Intervention de Nicolas Dufourcq

Réunion du 7 juillet 2015 à 16h00
Mission d'information commune sur la banque publique d'investissement, bpifrance

Nicolas Dufourcq, directeur général de la Banque publique d'investissement BPI-Groupe :

En trente mois, la BPI a prouvé qu'elle était capable de s'acquitter de son mandat, qui lui prescrit de mener de front le soutien de l'entreprenariat français et de la politique industrielle, le développement de l'innovation, la préparation de l'avenir du pays, l'absorption d'une partie du stress français et la discipline du résultat.

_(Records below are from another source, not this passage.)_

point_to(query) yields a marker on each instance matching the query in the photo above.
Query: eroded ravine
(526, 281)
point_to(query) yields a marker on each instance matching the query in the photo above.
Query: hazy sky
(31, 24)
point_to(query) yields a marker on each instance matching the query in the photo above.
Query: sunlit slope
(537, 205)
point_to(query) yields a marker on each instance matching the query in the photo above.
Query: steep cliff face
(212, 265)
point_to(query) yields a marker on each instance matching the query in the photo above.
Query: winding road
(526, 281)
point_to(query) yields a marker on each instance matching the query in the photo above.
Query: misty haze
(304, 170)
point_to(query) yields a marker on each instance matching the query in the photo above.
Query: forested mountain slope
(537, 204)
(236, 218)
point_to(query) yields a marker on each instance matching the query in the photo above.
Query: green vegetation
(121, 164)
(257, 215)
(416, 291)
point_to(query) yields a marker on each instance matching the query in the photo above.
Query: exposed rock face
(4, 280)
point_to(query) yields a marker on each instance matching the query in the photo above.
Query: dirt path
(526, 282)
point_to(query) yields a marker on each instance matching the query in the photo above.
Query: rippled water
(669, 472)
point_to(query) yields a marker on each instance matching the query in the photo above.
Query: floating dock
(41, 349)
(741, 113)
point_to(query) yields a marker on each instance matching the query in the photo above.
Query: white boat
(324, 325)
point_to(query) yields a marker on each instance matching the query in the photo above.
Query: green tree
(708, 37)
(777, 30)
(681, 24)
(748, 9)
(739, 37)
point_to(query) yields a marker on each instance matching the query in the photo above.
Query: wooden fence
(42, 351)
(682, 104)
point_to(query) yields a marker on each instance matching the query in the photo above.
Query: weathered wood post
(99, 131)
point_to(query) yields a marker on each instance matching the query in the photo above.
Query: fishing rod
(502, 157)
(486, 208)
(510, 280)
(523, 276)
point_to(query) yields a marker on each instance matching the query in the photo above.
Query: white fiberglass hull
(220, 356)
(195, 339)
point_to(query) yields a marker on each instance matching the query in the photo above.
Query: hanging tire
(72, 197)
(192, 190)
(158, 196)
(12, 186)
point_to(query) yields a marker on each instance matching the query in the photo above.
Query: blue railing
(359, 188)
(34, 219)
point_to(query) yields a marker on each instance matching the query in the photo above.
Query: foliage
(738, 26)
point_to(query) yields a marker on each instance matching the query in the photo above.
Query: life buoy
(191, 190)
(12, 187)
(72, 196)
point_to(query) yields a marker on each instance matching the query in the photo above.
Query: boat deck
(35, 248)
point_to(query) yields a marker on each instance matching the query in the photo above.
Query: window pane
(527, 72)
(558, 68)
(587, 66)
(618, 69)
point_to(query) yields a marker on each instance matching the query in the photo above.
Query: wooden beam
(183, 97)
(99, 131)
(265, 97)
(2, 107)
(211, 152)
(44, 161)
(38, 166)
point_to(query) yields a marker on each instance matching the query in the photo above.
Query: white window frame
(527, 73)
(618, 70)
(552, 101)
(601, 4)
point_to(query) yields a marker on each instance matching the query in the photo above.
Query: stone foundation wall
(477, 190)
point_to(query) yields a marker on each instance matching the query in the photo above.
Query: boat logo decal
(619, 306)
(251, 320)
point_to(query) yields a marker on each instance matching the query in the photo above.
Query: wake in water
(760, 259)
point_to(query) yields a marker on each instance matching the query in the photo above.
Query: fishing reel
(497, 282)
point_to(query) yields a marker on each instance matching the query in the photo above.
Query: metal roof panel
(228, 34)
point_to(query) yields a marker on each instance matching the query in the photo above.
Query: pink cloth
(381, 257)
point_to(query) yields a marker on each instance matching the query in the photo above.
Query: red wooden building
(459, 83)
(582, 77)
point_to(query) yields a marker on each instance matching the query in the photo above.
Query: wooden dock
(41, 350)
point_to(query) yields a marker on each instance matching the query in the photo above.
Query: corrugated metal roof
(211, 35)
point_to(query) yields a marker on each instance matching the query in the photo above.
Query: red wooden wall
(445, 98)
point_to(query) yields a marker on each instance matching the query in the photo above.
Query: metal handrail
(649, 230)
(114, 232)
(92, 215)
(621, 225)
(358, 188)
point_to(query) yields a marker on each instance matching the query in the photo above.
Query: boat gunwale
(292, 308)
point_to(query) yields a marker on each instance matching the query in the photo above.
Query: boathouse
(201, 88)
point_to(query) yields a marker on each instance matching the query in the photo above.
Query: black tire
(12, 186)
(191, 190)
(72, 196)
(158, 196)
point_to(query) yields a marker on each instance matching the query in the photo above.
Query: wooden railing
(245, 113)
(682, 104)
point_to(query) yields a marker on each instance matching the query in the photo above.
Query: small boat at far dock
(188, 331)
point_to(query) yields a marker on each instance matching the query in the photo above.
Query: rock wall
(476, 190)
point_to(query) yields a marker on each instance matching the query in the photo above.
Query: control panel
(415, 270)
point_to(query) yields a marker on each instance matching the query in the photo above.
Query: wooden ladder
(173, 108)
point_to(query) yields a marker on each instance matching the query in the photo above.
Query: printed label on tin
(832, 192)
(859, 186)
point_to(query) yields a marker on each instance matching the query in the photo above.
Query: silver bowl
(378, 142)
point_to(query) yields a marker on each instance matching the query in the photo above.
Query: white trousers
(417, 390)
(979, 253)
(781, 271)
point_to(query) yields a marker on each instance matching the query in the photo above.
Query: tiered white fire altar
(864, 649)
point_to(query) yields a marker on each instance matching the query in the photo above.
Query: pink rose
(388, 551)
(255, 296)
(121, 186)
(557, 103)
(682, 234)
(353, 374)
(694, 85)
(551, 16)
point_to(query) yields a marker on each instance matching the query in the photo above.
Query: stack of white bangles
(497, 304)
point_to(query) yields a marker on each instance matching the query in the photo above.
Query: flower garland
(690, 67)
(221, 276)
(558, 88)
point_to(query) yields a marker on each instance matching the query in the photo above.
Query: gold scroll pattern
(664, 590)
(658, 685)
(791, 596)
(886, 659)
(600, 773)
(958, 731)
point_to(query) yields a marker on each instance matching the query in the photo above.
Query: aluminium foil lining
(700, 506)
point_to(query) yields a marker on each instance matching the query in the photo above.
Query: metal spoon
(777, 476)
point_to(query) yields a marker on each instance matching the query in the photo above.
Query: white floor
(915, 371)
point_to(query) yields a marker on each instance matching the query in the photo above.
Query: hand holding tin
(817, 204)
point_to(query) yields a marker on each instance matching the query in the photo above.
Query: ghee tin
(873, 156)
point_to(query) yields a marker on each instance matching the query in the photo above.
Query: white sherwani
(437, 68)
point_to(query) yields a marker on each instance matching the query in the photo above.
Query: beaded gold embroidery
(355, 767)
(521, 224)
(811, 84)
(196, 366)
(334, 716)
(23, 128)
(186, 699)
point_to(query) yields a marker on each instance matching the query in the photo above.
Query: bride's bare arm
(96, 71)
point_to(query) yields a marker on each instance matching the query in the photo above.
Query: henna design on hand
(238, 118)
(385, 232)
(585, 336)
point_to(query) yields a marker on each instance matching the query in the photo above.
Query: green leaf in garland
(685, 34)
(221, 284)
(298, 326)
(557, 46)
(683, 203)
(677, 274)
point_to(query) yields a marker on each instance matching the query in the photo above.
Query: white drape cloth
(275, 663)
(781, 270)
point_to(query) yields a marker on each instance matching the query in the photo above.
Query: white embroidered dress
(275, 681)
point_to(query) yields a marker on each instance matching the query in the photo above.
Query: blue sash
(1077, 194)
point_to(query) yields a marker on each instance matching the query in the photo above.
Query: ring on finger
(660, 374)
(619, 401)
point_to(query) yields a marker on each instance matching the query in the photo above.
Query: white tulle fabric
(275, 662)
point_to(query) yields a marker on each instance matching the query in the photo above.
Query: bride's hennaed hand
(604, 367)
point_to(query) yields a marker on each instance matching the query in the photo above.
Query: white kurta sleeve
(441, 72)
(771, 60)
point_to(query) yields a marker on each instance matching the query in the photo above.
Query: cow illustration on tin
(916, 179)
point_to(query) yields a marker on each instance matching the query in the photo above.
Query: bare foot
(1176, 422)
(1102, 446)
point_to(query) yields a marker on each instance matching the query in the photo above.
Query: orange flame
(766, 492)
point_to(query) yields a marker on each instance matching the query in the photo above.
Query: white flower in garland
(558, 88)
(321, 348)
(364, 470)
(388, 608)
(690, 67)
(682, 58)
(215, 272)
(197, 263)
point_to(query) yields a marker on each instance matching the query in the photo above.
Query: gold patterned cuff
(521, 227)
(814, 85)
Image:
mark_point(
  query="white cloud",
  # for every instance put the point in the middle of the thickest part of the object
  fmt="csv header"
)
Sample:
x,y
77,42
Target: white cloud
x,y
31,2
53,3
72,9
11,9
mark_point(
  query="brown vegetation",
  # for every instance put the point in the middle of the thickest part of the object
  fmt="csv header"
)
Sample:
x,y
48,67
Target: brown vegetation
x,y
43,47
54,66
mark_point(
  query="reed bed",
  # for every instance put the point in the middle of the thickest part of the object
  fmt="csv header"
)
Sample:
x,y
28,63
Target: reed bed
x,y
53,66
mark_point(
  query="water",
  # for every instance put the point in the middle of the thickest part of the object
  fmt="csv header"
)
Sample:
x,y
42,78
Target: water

Nous sommes sans a priori. Quand un cabinet ministériel nous demande de regarder un dossier, nous le faisons toujours, considérant qu'il serait arrogant de refuser. Je précise que, sur des dossiers qui sont arrivés par nos propres canaux ou ceux de nos partenaires de marché – car nous co-investissons toujours en fonds propres –, nous avons pu connaître des sinistres importants. Il serait simpliste d'opposer ce qui vient du politique, et conduirait inévitablement à des pertes, et ce qui est issu du privé, dont les résultats seraient mirobolants. Nul n'avait demandé au FSI d'investir dans Cegedim. Le dossier Sequana est venu de Fiat, qui en était actionnaire, et de l'assureur allemand Allianz. Tous deux sont venus nous dire qu'ils remettaient de l'argent dans l'entreprise et nous proposaient de faire de même. On voit qu'il n'y a pas lieu d'être manichéen.

En revanche, quand nous pensons qu'il ne faut pas suivre, nous sommes raides comme la justice. Ce « nous » désigne, outre moi-même, nos comités d'investissement composés d'administrateurs indépendants comme Frédéric Saint-Geours, Florence Parly, Martine Gerow, Éric Lombard et Amélie Faure. Dans un comité d'investissement, il n'est jamais arrivé que les représentants de la CDC ou de l'Agence des participations de l'État (APE) nous somment d'intervenir. Aucun des dossiers qui a défrayé la chronique comme Florange, Pétroplus, Kem One, Mory ou Fagor n'a reçu la participation de Bpifrance. Le seul ayant une dimension territoriale très forte concernait le groupe Gascogne. Nous l'avons retenu parce que, raides comme la justice, nous avons appliqué notre doctrine en matière de retournement : dès lors qu'il y a un repreneur qui apporte beaucoup de capital et prend son risque d'entrepreneur, il faut le suivre. Dominique Coutière a investi quinze millions. Nous en avons apporté onze.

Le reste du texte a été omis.